Свет отразился в заляпанных и надтреснутых, но целых зеркалах, разбился
об грани кристаллов в покосившихся канделябрах и радугой разлетелся по
залу. Лучина, яркая как солнце, озарила ростовую фреску женщины с
отметинами на лице: полумесяц под левым глазом и солнце под правым. Её
верхняя юбка была увита сотнями розочек из слоновой кости — каждая с
гранатовой бусиной посерёдке. Левая рука, в зелёной кружевной перчатке с
бриллиантом-кабошоном на тыльной стороне, держала в тонких пальчиках
белую розу с красной сердцевиной с расходящимися, будто солнечные,
лучами.

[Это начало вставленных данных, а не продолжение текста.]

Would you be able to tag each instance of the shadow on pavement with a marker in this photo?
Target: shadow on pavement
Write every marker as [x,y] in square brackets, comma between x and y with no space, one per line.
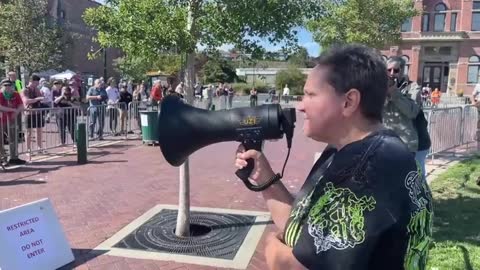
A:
[21,182]
[82,256]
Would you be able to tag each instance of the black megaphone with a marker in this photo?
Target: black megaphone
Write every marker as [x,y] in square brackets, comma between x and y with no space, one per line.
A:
[183,129]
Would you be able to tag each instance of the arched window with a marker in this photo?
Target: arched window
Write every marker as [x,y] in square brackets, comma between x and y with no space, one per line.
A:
[439,19]
[407,64]
[473,68]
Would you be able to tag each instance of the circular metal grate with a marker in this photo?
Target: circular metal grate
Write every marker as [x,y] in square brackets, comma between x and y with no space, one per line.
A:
[212,235]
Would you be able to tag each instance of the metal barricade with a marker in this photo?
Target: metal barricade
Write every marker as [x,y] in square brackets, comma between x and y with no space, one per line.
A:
[40,134]
[133,119]
[9,137]
[469,124]
[106,120]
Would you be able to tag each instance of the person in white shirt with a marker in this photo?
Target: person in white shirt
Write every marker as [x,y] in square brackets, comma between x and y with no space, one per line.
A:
[476,95]
[286,93]
[180,89]
[113,97]
[48,97]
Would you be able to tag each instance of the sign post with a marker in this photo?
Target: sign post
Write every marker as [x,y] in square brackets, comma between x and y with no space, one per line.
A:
[31,237]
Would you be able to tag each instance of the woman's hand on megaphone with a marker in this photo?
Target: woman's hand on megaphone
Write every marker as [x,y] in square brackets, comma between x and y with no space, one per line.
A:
[262,171]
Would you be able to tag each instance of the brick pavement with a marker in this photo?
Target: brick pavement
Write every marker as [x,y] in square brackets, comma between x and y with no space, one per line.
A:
[124,180]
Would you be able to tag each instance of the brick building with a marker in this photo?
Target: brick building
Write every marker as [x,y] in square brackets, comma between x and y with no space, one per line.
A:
[70,12]
[442,45]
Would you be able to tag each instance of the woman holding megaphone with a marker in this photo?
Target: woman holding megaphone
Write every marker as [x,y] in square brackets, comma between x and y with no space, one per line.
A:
[364,204]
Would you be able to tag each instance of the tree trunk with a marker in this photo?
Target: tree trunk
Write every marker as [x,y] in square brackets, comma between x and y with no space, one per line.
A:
[183,217]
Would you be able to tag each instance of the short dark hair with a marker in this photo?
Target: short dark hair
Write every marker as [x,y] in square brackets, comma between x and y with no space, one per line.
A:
[399,60]
[35,78]
[357,66]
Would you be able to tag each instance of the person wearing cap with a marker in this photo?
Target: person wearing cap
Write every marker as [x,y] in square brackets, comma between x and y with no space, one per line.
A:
[47,93]
[18,86]
[10,106]
[35,115]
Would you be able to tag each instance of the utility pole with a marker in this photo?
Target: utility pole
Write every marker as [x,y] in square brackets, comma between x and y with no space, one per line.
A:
[105,64]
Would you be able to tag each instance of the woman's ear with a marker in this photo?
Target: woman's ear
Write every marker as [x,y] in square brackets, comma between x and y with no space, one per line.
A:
[352,102]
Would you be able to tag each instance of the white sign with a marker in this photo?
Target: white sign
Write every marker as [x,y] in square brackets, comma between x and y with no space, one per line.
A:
[31,237]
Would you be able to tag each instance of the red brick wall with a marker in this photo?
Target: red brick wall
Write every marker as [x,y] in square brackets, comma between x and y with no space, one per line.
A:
[466,47]
[76,55]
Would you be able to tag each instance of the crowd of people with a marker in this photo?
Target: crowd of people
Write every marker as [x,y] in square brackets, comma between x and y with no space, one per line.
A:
[366,203]
[33,105]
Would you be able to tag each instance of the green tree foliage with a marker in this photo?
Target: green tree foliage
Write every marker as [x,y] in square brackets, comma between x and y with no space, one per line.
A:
[151,27]
[217,70]
[375,23]
[29,37]
[300,58]
[136,67]
[292,77]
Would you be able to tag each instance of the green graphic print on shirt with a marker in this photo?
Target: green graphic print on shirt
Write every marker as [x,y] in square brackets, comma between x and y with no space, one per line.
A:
[420,225]
[294,228]
[337,219]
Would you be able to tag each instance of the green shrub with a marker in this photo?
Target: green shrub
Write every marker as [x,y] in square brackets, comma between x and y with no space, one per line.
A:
[244,88]
[292,77]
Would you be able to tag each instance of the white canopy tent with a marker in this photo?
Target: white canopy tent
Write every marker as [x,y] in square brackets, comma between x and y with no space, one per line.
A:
[67,74]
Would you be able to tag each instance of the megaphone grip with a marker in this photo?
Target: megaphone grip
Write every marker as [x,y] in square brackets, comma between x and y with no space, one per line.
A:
[244,174]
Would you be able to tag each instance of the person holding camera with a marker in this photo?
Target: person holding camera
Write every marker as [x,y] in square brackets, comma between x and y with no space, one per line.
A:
[67,114]
[364,204]
[403,111]
[36,112]
[11,105]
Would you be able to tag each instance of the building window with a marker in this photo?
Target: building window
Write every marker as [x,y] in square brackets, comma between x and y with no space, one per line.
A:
[429,50]
[439,19]
[476,16]
[445,50]
[407,25]
[407,64]
[473,68]
[425,22]
[453,22]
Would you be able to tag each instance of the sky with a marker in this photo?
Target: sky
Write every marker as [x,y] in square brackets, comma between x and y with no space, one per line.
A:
[305,39]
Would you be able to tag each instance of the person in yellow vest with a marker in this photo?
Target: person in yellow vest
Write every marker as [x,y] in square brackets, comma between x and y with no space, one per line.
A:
[18,87]
[436,94]
[12,76]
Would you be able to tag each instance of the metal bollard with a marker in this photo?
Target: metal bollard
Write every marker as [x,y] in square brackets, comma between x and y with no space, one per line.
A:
[82,143]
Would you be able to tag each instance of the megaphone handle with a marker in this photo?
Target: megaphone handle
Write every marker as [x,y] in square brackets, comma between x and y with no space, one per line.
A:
[245,173]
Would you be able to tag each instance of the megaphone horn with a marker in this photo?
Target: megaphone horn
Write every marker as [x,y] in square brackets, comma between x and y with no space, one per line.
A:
[184,129]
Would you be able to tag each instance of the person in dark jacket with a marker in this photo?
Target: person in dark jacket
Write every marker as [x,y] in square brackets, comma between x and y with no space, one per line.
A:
[364,205]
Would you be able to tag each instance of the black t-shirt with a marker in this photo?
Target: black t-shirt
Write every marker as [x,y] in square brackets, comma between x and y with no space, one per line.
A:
[366,206]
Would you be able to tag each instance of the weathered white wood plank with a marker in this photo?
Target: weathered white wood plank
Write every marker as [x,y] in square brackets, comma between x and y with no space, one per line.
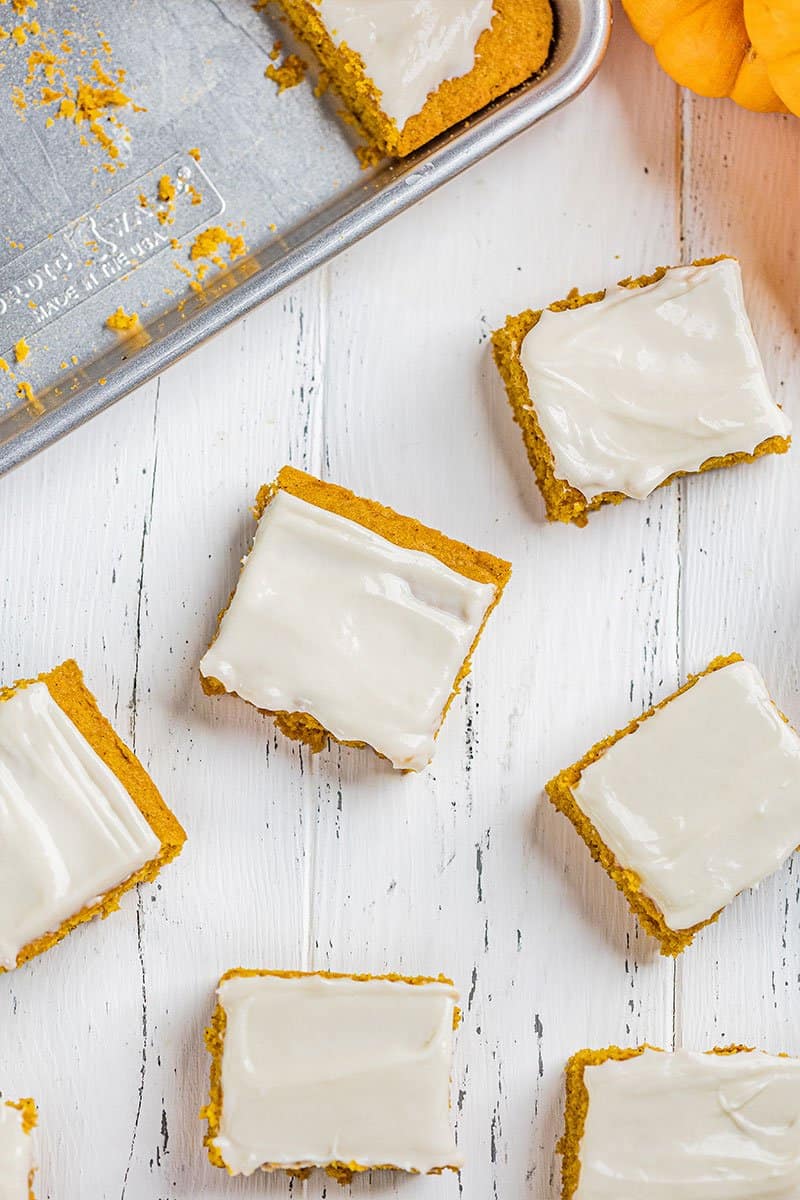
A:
[741,571]
[229,417]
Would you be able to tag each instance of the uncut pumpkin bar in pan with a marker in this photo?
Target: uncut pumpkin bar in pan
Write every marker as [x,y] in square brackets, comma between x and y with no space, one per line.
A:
[408,71]
[347,1073]
[692,802]
[80,820]
[620,391]
[352,622]
[650,1125]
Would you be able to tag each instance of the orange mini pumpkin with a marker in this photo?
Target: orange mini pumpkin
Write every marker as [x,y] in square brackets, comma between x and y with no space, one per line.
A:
[746,49]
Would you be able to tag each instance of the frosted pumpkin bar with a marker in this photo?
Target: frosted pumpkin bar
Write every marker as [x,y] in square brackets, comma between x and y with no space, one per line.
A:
[410,71]
[647,1125]
[17,1164]
[618,393]
[691,803]
[346,1073]
[80,821]
[352,622]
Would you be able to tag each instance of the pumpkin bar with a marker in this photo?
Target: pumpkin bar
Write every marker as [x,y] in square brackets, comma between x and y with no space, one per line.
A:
[80,821]
[346,1073]
[407,72]
[17,1164]
[619,393]
[350,622]
[691,803]
[721,1125]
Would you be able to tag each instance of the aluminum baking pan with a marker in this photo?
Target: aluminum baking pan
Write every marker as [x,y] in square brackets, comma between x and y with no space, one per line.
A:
[280,169]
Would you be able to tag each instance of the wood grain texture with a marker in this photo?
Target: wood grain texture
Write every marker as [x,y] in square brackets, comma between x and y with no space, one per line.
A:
[121,544]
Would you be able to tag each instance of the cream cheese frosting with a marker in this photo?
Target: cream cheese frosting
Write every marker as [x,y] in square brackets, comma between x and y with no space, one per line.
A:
[409,47]
[317,1071]
[703,799]
[16,1155]
[331,619]
[68,829]
[697,1126]
[650,381]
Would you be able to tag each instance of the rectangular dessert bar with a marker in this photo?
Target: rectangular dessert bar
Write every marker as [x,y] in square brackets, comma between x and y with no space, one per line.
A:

Женщина была подпоясана золотой цепочкой, с которой свисали
самые разные алхимические принадлежности: флаконы, фиалы, ампулы,
фляжки, табакерки, баночки из-под драже, лакмусовый камень, лорнет,
шильце, рожок-пороховница, ступка с пестиком, лаковая шкатулка для мушек,
клетка со сверчком, золотые ножницы в виде аиста и многое другое. Волосы,
убранные в сложную причёску, покрывала топорная карикатура на колпак
свободы, а правая рука — вместо того, чтобы приветствовать гостей
открытой ладонью, — несуразно сжимала революционное знамя.
Осторожный в словах человек сказал бы, что это — образ Свободы,
ведущей за собой народ, но любой, хоть чуть-чуть знающий историю, тут же
узнавал Анаис д’Эвору, вдовствующую герцогиню Дабриля в расцвете юных
лет. Напудренное личико и надутые подведённые губки не оставляли места
догадкам.
И тут губы раскрылись:
Ступай, кто встал передо мной, —
Клад ждёт наследника с судьбой.
Норре вслушивался бы и дальше, но из поражённого ступора его вывели
чьи-то вопли. Могильщик дал дёру из вестибюля с такой прытью, будто по
пятам за ним гнались сама Ургатоа и вся свора её гулей.
Парень повернулся к фреске, но уста герцогини уже сомкнулись в
бесстыжий бантик. Норре таращился на неё, и Анаис д’Эвора лукаво глядела
сверху вниз — как двое посвящённых в одну тайну друг на друга.